The Hsp70 member proteins are important apoptotic constituents. During a normal embryologic processes, or during cell injury (such as ischemia-reperfusion injury during heart attacks and strokes) or during developments and processes in cancer, an apoptotic cell undergoes structural changes including cell shrinkage, plasma membrane blebbing, nuclear condensation, and fragmentation of the DNA and nucleus. This is followed by fragmentation into apoptotic bodies that are quickly removed by phagocytes, thereby preventing an inflammatory response. It is a mode of cell death defined by characteristic morphological, biochemical and molecular changes. It was first described as a "shrinkage necrosis", and then this term was replaced by apoptosis to emphasize its role opposite mitosis in tissue kinetics. In later stages of apoptosis the entire cell becomes fragmented, forming a number of plasma membrane-bounded apoptotic bodies which contain nuclear and or cytoplasmic elements. The ultrastructural appearance of necrosis is quite different, the main features being mitochondrial swelling, plasma membrane breakdown and cellular disintegration. Apoptosis occurs in many physiological and pathological processes. It plays an important role during embryonal development as programmed cell death and accompanies a variety of normal involutional processes in which it serves as a mechanism to remove "unwanted" cells.

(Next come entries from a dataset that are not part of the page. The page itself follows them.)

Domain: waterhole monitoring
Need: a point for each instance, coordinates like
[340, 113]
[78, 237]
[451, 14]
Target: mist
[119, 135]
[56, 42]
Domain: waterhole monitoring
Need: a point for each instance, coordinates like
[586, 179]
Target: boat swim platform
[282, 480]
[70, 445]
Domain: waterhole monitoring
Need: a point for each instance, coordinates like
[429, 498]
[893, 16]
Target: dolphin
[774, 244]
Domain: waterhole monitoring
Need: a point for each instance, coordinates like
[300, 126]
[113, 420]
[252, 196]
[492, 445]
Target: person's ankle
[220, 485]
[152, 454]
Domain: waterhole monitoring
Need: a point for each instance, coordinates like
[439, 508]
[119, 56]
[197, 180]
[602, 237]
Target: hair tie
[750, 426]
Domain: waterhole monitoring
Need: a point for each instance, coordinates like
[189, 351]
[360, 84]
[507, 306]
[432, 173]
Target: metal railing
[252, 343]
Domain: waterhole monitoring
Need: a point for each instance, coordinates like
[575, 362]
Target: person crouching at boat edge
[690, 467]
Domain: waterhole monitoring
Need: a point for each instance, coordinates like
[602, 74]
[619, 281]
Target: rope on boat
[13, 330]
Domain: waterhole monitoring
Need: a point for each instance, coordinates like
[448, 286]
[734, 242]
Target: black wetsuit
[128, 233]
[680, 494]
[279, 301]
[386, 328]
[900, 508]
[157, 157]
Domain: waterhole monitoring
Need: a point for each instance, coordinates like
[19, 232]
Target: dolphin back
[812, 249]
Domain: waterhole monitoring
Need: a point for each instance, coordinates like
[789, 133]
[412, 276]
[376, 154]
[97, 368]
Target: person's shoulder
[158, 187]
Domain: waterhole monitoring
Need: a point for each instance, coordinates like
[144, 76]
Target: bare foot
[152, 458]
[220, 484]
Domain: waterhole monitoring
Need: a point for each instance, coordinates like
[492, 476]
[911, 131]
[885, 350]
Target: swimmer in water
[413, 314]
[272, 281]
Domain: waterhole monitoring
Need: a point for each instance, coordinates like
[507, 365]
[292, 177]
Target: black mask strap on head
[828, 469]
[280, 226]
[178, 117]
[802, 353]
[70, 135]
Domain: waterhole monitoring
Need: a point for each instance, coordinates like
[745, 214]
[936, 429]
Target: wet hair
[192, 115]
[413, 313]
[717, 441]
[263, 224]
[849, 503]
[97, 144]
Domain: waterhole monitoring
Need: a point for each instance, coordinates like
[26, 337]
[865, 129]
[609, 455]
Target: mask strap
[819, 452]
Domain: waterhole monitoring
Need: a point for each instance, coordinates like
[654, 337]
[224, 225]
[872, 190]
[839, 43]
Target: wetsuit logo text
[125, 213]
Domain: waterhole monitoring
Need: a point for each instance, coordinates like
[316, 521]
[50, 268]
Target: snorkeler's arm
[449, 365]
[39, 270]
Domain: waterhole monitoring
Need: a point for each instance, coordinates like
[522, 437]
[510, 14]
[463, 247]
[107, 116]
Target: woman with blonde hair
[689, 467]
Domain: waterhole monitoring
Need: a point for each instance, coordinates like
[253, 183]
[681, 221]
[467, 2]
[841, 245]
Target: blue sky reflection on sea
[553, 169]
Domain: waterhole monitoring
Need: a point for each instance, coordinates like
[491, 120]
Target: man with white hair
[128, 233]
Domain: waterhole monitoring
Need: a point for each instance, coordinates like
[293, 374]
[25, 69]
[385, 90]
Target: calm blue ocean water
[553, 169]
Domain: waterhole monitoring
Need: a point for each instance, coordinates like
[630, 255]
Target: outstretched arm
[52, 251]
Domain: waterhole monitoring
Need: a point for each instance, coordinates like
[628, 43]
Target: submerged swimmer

Hsp70 member proteins, including Hsp72, inhibit apoptosis by acting on the caspase-dependent pathway and against apoptosis-inducing agents such as tumor necrosis factor-α (TNFα), staurosporine, and doxorubicin. This role leads to its involvement in many pathological processes, such as oncogenesis, neurodegeneration, and senescence. In particular, overexpression of HSP72 has been linked to the development some cancers, such as hepatocellular carcinoma, gastric cancers, colon cancers, breast cancers, and lung cancers, which led to its use as a prognostic marker for these cancers. Elevated Hsp70 levels in tumor cells may increase malignancy and resistance to therapy by complexing, and hence, stabilizing, oncofetal proteins and products and transporting them into intracellular sites, thereby promoting tumor cell proliferation. As a result, tumor vaccine strategies for Hsp70s have been highly successful in animal models and progressed to clinical trials. Alternatively, overexpression of Hsp70 can mitigate the effects of neurodegenerative diseases, such as Alzheimer's disease, Parkinson's disease (PD), Huntington's disease, and spinocerebellar ataxias, and aging and cell senescence, as observed in centenarians subjected to heat shock challenge. HSPA1L may fight against PD by co-regulating the translocation of parkin to damaged mitochondria, thus facilitating their removal.

HSPA1L is also involved in Graft-versus-host disease (GVHD) and has potential to serve as a diagnostic/prognostic biomarker. Polymorphisms in the HSPA1L gene, especially those in the substrate binding domain, have been associated with disease.

==Interactions==
HSPA1L has been shown to interact with PARK2.